Un autre aspect de la ville est symbolisé par au moins deux structures implantées à l'entrée de la ville, la maison du charolais qui est à la fois une vitrine et un outil de promotion permettant de découvrir les richesses gastronomiques du secteur. Mais l'autre structure est celle qui permet l'organisation des concours avec la halle, permettant d'allier la tradition ancestrale des foires et l'innovation avec des méthodes d'élevage axées sur la génétique.

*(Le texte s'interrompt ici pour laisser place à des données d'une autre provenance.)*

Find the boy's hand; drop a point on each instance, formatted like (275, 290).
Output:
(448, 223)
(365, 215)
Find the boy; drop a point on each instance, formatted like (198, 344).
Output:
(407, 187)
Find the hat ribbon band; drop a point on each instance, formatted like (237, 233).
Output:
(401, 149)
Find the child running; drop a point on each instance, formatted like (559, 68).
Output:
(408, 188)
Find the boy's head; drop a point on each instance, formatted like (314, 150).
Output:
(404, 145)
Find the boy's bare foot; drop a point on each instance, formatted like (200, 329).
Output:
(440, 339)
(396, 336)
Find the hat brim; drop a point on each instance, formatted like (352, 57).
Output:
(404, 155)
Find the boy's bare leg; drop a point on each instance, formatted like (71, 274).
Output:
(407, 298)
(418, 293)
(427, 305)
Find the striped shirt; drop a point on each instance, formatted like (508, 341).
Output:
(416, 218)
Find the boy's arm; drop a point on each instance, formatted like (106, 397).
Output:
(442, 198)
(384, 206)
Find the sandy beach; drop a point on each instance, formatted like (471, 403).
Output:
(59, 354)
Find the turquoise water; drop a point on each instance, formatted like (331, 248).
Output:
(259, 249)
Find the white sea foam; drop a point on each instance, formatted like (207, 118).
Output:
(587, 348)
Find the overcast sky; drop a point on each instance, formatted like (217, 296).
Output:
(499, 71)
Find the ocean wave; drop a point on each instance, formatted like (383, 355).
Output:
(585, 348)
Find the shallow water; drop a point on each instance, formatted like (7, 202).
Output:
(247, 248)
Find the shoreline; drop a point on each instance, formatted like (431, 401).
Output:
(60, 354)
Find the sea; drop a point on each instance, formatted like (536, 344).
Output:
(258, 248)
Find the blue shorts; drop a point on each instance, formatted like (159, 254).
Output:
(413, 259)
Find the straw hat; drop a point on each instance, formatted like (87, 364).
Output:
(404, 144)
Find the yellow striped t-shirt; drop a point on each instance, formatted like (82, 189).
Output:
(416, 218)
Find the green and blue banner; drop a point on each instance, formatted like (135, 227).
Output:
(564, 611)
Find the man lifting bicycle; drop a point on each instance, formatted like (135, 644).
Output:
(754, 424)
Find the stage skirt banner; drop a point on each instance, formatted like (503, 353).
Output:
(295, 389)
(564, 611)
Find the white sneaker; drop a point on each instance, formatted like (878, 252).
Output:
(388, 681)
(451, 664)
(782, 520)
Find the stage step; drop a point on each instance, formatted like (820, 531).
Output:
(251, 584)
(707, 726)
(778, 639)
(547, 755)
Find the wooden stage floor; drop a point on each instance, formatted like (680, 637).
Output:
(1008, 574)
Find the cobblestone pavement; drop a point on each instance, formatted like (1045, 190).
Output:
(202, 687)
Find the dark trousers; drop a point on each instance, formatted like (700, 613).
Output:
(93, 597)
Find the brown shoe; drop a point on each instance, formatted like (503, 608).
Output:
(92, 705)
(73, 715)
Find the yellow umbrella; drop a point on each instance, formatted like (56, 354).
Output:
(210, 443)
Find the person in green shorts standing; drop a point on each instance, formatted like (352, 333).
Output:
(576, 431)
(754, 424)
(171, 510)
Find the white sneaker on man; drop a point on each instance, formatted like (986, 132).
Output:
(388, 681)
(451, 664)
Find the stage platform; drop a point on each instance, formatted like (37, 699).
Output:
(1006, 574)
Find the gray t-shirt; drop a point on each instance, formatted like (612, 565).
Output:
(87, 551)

Bien sûr en quarante deux années, les équipes municipales, ont construit, façonné, accompagné aussi l'habitat avec l'aménagement de lotissements, la construction d'une maison médicale ou encore en apportant une touche toute particulière au patrimoine.
La zone d'activités, elle aussi installée à l'entrée de la ville, s'est développée. Mais ce qui a été vécu comme un séisme économique (la fermeture de l'entreprise Cadillon avec son siège social, ses bureaux de création et ses 25O emplois) reste encore gravée dans la mémoire des moins jeunes et pourrait expliquer de l'extérieur un "certain conservatisme". qu'il convient néanmoins de pondérer lorsque les acteurs économiques et sociaux évoquent leur attachement à cette ville sous -préfecture.

 


L'HOMME DE CONSENSUS. ET FIGURE POLITIQUE DEPARTEMENTALE
Jean Drevon ne s'est jamais caché de ses idées. Il les a mêmes défendues lors d'une élection législatives en mars 1978, mais au delà, celui qui a accompagné les caisses d'épargne à se rapprocher à l'échelon régional, demeurera comme un "personnage de consensus". "Mon étiquette passe au second plan", il entretien d'excellentes relations avec celui qui lui a succédé au conseil général, Christian Bonnot, tout comme il reconnaît au maire de Chalon "une certaine volonté " qu'il a lui même éprouvée alors qu'il se trouvait dans la minorité au conseil général entre 2004 et 2008.

 


Parfois, Jean Drevon à des airs et un certain physique qui rappelle celui d'un Jacques Chirac, il cite comme les "personnages qu'il a côtoyés et ceux qui l'ont plus particulièrement marqué, le député radical de gauche, bien sûr Paul Duraffour, ou encore le Sénateur Marcel Lucotte sans oublier Philippe Malaud. Le successeur de ce dernier a été aussi un temps le secrétaire général de la Sous-Préfecture distante de quelques centaines de mètres de l'hôtel de ville : Jean Patrick Courtois, l'actuel sénateur-maire de Macon."Un ami " confie Jean Drevon.

 


L'HOMME QUI A NEGOCIE LES 35 HEURES
L'actuel premier magistrat est plutôt fier de certaines réalisations : le musée du prieuré, la réhabilitation du centre ville, l'implantation de l'institut du charolais, du champ de foire, demeure encore quelques chantiers non achevés comme la réhabilitation de l'hôpital, qui permet aussi une activité, au développement d'un service public de proximité. "Un plus pour la ville" confie le maire.

 

 

 

Avec Jean Drevon, ce n'est pas seulement l'histoire d'un chef lieu d'arrondissement qui tournera une page importante de son histoire en mars prochain, mais aussi, celle des 35 heures pour les sapeurs pompiers du département. C'est le conseiller général de Charolles ce passage qui a négocié avec les sapeurs pompiers du département. Il était vice-président du S.D.I.S mandaté par le président du conseil général René Beaumont pour ce dossier sensible, au début des années 2OOO !

 

 


QUELQUES AUTRES MAIRES PHARMACIENS QUI ONT ETE MAIRES
- Michel Matras, Maire d' Epinac. Maire communiste entre 1971- 1983
- Yves Uny : Maire de Cuisery 1971-1995, conseiller général du canton de Cuisery dont l'épouse était originaire.
- Claude Gendre, maire de Simandre de 1971 à 1977
- Roger Gentelle, maire de Saint Marcel est lui resté un an dans ses fonctions, 1977-1978
- Jean Roux : Maire de Davayé, conseiller général de Macon Sud entre 1973 et 1979
- Jean Chizallet : Maire de Marcigny - 1971 à 1983
- Madeleine Combier : Maire de Romanèche-Thorins de 1977 à 1983


Illustrations : Charolles surnommée aussi "petite Venise verte " avec l'Arconce qui traverse la ville.
Jean Drevon : Maire depuis 1971 "A la recherche de consensus". Il a été aussi conseiller général entre 2000 et 2008 et président de l'union régionale des caisses d'épargne.